In 2018, the SEC released guidance urging public companies to guard against insider trading premised on undisclosed cybersecurity breaches and to ensure there are clear internal procedures in place to determine when a hack might be “material” to investors. According to the SEC, public companies should have policies and procedures in place that:
- guard against directors, officers, and other corporate insiders taking advantage of the period between the company’s discovery of a cybersecurity incident and public disclosure of the incident to trade on material, non-public information (MNPI) about the incident; and
- help ensure that the company makes timely disclosure of any related MNPI.
The SEC also takes the position that companies are well served by considering the ramifications of such insider trading in advance of disclosures regarding cyber incidents that prove to be material.1
According to the FCA:
Firms of all sizes need to develop a “security culture,” from the board down to every employee. Firms should be able to identify and prioritize their information assets – hardware, software and people. They should protect these assets, detect breaches, respond to and recover from incidents, and constantly evolve to meet new threats.2
In relation to cyber resilience and insider dealing, the FCA has found firms’ approaches to be generally lacking. It states that “we have seen only limited evidence of firms proactively seeking to ‘connect the dots’ between cyber and other conduct issues (i.e., insider dealing) which may be enabled through cyber channels.”3
The FCA emphasizes the importance of fostering a “security culture” that runs through all aspects of an organization and of taking steps to increase staff awareness on cyber issues.
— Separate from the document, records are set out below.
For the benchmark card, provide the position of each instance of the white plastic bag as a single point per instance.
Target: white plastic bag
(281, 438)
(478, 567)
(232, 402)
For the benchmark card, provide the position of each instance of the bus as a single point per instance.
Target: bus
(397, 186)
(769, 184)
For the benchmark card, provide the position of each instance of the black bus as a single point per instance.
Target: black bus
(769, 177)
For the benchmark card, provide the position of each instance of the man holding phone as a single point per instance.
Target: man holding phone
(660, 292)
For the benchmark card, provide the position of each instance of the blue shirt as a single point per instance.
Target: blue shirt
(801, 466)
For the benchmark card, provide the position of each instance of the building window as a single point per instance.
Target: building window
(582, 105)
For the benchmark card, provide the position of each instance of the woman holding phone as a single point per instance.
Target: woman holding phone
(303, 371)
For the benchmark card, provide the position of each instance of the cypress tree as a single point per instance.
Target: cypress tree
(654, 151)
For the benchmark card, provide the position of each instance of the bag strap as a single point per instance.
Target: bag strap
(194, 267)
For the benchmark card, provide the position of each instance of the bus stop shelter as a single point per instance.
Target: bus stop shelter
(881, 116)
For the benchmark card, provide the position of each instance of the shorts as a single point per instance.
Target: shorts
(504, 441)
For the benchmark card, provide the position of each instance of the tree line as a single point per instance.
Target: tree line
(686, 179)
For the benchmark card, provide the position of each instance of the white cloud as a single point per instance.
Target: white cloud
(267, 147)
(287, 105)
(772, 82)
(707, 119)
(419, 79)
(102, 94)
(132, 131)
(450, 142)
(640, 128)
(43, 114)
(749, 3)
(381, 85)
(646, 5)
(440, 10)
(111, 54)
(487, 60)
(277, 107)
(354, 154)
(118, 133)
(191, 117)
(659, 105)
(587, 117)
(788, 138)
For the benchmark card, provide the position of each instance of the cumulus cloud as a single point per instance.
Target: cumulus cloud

Disclosure may be delayed if all of the following conditions are met:
- immediate disclosure is likely to prejudice the legitimate interests of the issuer;
- delay of disclosure is not likely to mislead the public; and
- the issuer is able to ensure the confidentiality of that information.
An issuer who has delayed the disclosure of inside information will need to inform the FCA of this fact and must be prepared to provide a written explanation of how the conditions for delay were satisfied.
Implementing Regulation (EU) 2016/1055 as retained in UK law on public disclosure of inside information and for delaying the public disclosure of inside information, available here, should be reviewed for further information on this topic.
1 Commission Statement and Guidance on Public Company Cybersecurity Disclosures, 83 Fed. Reg. 8166, 8167 (Feb. 26, 2018).